Aug 13th
2010

How To: Check PageRank Of All Pages Within Site


In usual, when you want to check the Google Pagerank of entire website (checking the PR of all the internal pages), you must have to visit each page individually, many online multiple Pagerank checkers can only offer you an ability to check PR of multiple domain a time, so in this tutorial, I will show you how to build an Entire Website Pagerank Checker script with PHP.

The process we need?

As our main target, the script we build must do two functions:

  • The first: Get all page links of the specific website.
  • The second: Checking the Google PageRank of each link then output all of them.

Step 1 Get all page links of the website

In this step, I’ve asked myself that “How can I get all internal page links of a website?”, then some ideas appeared in my mind: building an automatic bot to craw through the website (too hard to build and maybe you will get banned from the bad bot blocker if your bot visit the website many times a day), follow any internal link that appeared on the front of the website with depth level is 2 or 3 (I think it couldn’t go through all post), using google index to get the post link, using the RSS output (the same reason above)… And the final tool I want to use is a Website Sitemap (An XML sitemap), why?

  • Almost websites, especially WordPress sites are using XML Sitemap (with the help of Google XML Sitemaps plugin – 3,833,876 downloads up to now)
  • The sitemap usually shows all the page/post links of the website and we can get all of them for the main purpose.

Take the first look of the XML sitemap, for example: http://www.intenseblog.com/sitemap.xml… and the source of this:

Sitemap

As you see, the URL of each page was wrapped by <loc>...</loc> tags, all things we should do are get that values.

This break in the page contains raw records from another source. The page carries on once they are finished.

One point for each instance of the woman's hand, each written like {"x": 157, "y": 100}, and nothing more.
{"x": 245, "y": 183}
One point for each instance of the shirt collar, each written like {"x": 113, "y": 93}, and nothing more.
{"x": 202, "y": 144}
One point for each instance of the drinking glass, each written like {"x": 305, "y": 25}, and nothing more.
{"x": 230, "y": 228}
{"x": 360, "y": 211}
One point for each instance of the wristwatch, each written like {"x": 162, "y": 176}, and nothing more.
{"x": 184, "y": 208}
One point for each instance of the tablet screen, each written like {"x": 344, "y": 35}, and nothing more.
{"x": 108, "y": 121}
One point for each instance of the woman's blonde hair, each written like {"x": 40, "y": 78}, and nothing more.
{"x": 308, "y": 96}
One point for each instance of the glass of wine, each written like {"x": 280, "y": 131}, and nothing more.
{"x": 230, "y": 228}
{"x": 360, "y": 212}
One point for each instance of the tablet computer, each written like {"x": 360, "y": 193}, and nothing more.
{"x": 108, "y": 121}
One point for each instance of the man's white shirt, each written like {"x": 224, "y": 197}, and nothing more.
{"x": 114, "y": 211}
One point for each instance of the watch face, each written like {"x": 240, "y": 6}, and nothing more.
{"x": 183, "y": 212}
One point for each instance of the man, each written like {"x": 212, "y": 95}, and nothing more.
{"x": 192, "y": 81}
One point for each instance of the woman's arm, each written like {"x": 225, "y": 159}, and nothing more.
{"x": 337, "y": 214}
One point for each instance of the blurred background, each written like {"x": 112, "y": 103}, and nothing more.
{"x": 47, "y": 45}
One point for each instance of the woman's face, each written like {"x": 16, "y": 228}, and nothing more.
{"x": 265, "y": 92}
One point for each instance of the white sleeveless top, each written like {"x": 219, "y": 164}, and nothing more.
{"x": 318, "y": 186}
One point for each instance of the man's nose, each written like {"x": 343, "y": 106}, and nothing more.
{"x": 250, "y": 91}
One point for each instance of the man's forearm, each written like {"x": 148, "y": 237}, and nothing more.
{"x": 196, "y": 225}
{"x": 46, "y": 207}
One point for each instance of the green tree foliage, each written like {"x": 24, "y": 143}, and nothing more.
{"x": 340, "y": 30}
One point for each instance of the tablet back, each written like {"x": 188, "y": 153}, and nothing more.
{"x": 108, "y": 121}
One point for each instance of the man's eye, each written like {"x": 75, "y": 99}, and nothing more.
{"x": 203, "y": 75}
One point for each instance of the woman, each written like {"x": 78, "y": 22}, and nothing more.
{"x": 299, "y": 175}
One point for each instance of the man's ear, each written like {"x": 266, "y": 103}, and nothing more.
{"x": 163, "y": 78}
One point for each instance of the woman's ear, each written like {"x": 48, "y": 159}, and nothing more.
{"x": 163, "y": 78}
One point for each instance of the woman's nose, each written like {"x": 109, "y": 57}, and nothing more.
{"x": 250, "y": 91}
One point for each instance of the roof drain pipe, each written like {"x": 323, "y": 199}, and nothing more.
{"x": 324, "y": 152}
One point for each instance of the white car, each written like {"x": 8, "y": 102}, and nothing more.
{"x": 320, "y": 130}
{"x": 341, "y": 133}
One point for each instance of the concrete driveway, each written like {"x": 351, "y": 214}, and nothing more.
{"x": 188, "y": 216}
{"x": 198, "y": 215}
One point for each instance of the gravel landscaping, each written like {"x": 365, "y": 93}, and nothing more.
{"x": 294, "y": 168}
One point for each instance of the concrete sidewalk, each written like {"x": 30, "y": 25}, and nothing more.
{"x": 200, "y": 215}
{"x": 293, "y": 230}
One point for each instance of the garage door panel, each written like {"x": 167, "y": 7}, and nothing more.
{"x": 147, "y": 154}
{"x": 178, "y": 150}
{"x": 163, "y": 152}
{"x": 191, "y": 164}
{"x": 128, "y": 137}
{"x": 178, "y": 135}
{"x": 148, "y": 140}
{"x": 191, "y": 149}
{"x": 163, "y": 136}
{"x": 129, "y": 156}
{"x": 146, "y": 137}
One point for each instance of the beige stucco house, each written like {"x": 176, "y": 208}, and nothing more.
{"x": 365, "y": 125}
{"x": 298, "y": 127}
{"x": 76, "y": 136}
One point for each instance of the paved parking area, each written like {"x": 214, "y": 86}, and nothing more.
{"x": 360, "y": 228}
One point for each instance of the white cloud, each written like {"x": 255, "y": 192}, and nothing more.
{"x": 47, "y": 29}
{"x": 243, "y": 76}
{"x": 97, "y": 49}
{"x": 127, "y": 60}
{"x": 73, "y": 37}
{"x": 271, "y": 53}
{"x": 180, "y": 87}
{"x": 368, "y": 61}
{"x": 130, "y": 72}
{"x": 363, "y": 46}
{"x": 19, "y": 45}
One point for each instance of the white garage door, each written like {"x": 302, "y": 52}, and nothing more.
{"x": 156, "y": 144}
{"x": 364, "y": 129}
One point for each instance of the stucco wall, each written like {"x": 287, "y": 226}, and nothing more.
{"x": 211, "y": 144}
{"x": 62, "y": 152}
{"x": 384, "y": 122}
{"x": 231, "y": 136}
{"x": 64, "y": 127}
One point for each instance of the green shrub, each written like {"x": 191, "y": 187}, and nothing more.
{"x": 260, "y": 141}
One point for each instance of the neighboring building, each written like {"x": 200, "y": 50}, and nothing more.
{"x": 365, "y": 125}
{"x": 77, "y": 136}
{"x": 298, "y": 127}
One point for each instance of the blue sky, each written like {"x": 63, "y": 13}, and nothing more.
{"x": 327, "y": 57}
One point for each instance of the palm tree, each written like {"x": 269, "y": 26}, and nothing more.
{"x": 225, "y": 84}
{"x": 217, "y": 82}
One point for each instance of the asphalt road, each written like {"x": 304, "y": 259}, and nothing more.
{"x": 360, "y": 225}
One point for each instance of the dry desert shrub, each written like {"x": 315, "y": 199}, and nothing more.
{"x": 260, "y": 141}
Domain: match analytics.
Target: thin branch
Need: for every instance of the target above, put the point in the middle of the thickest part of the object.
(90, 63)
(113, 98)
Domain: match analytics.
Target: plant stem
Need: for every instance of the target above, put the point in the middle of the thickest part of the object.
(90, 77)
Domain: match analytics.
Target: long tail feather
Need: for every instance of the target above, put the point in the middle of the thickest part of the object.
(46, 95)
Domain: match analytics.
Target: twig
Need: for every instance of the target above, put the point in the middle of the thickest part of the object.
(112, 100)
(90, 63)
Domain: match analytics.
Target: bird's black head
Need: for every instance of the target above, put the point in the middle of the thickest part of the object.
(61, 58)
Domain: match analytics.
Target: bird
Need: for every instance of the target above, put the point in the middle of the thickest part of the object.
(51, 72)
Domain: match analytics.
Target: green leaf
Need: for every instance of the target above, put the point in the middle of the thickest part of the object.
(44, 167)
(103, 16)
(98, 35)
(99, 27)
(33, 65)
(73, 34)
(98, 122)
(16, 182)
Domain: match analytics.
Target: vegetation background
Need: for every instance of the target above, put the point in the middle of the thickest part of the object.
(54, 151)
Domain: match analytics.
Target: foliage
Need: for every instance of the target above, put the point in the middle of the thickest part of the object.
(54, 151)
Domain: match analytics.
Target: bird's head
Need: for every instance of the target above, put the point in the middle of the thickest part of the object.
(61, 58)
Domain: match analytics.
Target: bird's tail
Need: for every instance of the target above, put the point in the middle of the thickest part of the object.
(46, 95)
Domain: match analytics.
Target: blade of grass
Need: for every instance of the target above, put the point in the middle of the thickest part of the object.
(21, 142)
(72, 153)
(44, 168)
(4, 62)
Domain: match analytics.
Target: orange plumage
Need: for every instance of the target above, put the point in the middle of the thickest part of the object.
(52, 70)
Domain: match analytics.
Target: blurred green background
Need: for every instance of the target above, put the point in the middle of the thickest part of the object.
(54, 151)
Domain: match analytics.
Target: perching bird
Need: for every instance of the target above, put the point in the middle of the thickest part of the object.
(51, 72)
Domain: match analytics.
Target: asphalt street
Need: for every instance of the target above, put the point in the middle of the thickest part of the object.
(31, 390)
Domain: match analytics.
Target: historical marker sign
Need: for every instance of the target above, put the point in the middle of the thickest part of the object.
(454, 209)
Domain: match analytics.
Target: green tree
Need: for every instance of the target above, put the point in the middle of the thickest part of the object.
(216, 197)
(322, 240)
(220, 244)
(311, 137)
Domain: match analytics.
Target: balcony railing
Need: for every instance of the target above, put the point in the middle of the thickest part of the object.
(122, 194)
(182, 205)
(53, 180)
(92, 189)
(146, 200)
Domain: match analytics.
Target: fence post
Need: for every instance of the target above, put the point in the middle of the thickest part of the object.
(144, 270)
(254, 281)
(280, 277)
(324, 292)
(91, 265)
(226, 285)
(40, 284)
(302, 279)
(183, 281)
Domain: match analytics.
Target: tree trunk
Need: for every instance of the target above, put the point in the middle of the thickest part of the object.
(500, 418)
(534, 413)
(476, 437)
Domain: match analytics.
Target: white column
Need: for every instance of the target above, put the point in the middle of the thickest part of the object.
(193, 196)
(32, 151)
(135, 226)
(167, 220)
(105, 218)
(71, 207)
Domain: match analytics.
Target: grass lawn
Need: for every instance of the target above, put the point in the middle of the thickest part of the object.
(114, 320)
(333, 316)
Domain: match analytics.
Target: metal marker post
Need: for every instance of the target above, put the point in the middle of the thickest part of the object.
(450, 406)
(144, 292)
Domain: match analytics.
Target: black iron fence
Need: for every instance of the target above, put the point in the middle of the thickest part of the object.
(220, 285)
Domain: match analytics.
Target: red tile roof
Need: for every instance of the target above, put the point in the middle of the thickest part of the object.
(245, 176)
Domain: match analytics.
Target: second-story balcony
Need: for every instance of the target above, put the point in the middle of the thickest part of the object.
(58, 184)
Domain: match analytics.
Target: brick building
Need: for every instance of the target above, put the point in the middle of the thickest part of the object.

So the first PHP code is:

<?php
function content($parser, $data){ // This function will get all the value between <loc>, <lastmod>, <changefreq>, <priority> of the sitemap
	global $arrlink; // We MUST set arrlink to a global array
		$first = substr($data, 0, 4); // we get first 4 character of each value...
		if ($first == "http") { // ... and then checking if the value is an URL...
			array_push($arrlink, $data); // ... then pass the value to arrlink
		}

}

function geturlcontent($url){
	$ch = curl_init();
	curl_setopt($ch, CURLOPT_RETURNTRANSFER, 1);
	curl_setopt($ch, CURLOPT_URL, $url);
	$data = curl_exec($ch);
	curl_close($ch);
	return $data;
}

$data = geturlcontent($url);
$arrlink = array();
	$xml_parser = xml_parser_create();
	xml_set_character_data_handler($xml_parser, "content"); //Character data handler is called for every piece of a text in the XML document
	if(!(xml_parse($xml_parser, $data))){ // If there is an arror.. output it
		die("Error on line " . xml_get_current_line_number($xml_parser));
	}
	xml_parser_free($xml_parser); // If you don't call xml_parser_free() before your script ends, some sort of ugliness occurs with the webserver
?>

In the code above, we only use xml_set_character_data_handler NOT xml_set_element_handler because we only need the value between <loc>...</loc> tags, there’re nothing in <loc&gt tag for us.

For this Php script can work, we must get the content of the XML sitemap, I know many ways for us to do:
1/ Using fread: http://php.net/manual/en/function.fread.php
Fread is great if the sitemap has a small size, if greater, the script will only process small piece of the sitemap.xml (Fread can read maximun as 8192 bytes)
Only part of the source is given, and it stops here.